Anxiety Filling Your Life? How to Combat Negative Mindspaces

3 min read
Is negative thinking bad for your brain?

Anxiety is a common issue affecting people across all age groups and may result from varying uncertainties. In 2017, the World Health Organization carried out a study that showed that more than 300 million people worldwide suffer from a complex anxiety disorder. The daily worries in personal and professional life and the Covid-19 pandemic have been detrimental to the mental state of most people.

What Are the Signs of Anxiety?

Anxiety is a natural response to stress caused by worrying about an upcoming event or something that happened in the past. It is a natural brain response that alerts the body to a specific threat. The brain sends hormones to alert the body and mind to a particular action. Generally, everyone goes through some degree of anxiety. If the stress level is short-term, the body will quickly return to its balance level. However, chronic stress causes your body to be on a high alert status beyond the healthy point. Among some of the signs of anxiety include quickened breathing, faster heartbeat, and sweating.

There are several ways of managing anxiety, and they can be pretty helpful when you are experiencing anxiety or facing a particular problem. Below are five ways to manage anxiety better than ever before.

1. Identify and Manage Triggers of Stress

If you cannot identify the sources of stress on your own, you can work with a therapist. It may turn out to be something obvious like drinking alcohol, caffeine, or something, and in other cases, it may be a less obvious trigger. Getting extra support from therapists or friends may help you pinpoint long-term problems or situations. After identifying the trigger, you can take steps to limit exposure and learn how to cope with your feelings towards them.

2. Learn Relaxation Techniques

Learn Relaxation techniques that go beyond sitting in front of a TV. Your body needs proper relaxation techniques daily, such as deep breathing, yoga, and tai chi which have physical benefits on the mind. Deep breathing exercises can help manage and control short-term stress and anxiety. If anxious feelings start creeping in, take 10 to 20 deep breaths, hold in the air for several seconds, and breathe out slowly.

3. Watch what you Eat and Exercise More

Ingesting the needed nutrients and the right amount of sleep can keep your body and mind feeling healthy and strong and dealing with the daily hustles of life. Choose healthy options, such as vegetables, fruits, whole grains, and lean protein. Avoiding unhealthy oily fast foods and embracing a balanced diet to your meals can reduce anxiety. Although proper nourishment is not a treatment for anxiety, studies show that a nutritional diet is valuable in dealing with stress. Add exercise to your routine for better blood flow in your body and brain.
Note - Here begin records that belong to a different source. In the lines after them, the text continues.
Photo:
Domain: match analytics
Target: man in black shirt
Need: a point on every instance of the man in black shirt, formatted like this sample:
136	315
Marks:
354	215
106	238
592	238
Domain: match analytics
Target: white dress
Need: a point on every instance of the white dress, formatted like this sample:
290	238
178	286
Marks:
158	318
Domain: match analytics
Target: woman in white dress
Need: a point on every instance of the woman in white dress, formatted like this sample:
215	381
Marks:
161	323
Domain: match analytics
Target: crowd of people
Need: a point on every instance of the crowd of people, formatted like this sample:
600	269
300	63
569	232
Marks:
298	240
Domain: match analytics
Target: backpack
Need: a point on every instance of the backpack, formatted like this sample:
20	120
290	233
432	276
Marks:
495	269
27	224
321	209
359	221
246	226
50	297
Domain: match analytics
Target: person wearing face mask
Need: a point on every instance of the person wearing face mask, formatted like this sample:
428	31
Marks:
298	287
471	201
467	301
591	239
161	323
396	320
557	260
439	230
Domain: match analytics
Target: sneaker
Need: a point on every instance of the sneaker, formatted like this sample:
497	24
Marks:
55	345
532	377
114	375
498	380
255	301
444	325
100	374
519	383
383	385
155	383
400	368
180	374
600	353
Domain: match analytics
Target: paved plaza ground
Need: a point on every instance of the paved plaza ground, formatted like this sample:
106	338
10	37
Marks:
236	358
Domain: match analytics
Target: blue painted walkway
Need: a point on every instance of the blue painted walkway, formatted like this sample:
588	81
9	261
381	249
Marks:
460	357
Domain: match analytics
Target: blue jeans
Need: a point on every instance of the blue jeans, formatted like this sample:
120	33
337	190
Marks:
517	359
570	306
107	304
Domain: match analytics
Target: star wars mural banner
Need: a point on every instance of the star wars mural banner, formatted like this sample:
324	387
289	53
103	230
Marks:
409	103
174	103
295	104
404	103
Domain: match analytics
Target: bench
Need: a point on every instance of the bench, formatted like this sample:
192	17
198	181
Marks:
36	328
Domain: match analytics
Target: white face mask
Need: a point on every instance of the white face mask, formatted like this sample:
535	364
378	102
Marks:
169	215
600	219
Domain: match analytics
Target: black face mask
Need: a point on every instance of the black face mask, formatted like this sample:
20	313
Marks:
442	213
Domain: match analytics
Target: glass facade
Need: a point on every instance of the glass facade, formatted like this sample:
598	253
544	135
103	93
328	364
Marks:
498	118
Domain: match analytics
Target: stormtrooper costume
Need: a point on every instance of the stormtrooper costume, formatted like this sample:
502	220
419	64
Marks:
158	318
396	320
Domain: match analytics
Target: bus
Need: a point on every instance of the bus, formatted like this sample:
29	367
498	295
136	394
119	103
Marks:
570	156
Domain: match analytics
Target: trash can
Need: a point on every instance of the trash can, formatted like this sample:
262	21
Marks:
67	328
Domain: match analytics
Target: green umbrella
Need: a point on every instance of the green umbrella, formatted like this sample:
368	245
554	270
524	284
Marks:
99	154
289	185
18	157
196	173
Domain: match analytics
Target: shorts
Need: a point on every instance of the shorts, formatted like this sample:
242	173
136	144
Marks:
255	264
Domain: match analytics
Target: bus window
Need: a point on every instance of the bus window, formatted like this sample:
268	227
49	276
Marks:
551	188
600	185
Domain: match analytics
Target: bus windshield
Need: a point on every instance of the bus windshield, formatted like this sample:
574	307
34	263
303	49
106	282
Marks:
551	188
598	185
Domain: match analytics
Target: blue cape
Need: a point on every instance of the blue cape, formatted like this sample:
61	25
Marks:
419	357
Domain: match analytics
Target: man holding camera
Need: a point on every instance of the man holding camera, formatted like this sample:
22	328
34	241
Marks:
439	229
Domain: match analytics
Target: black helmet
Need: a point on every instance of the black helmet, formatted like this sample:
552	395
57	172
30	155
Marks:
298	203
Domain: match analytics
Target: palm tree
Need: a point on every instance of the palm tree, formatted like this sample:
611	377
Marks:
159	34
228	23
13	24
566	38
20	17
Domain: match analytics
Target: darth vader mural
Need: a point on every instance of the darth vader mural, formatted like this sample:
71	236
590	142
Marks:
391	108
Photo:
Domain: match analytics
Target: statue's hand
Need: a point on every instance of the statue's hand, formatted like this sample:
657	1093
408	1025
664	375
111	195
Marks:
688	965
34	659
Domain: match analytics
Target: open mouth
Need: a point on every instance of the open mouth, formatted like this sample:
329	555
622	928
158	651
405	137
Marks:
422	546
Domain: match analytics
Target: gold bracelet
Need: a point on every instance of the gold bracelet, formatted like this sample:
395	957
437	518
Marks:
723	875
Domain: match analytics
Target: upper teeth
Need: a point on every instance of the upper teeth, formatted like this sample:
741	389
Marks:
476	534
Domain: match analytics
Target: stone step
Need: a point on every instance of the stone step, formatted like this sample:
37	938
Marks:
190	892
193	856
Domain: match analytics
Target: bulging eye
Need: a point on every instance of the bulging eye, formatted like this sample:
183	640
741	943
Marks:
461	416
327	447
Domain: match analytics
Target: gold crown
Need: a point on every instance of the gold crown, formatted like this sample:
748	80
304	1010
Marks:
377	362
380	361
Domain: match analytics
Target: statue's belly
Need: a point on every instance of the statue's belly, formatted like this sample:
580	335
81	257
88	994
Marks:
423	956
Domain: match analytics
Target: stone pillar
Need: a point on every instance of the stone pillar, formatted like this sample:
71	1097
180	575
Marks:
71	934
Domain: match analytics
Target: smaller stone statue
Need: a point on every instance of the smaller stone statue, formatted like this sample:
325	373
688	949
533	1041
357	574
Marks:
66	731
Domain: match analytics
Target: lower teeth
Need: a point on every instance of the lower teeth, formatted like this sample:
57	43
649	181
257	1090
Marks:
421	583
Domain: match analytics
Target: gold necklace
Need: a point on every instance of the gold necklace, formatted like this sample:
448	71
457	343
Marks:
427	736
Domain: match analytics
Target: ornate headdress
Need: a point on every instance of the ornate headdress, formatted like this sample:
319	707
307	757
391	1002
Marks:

4. Use THC Products for Anxiety

A survey conducted in 2018 revealed that THC helped ease anxiety symptoms by 58%. THC is a significant component in cannabis, and it can help address various problems that cause increased anxiety levels, such as insomnia, chronic pain, indigestion, and fatigue. It helps improve your mood and increase restfulness. THC smoked from these glass pipes can help you deal with low levels of energy and vitality and can help you keep the homeostasis intact for more energy and improved immunity.

5. Connect with People and nature

Spending time with loved ones can help deepen bonds, increase support and help you feel secure. Spending time with your close ones also increases happiness and distracts you from thinking about your anxiety. Sharing your worries can help you cope better. You can also invite them for a walk or hike to help increase the level of peace.

These steps can help you manage and control anxiety. However, with extreme levels of stress, it’s essential to get proper treatment from a professional.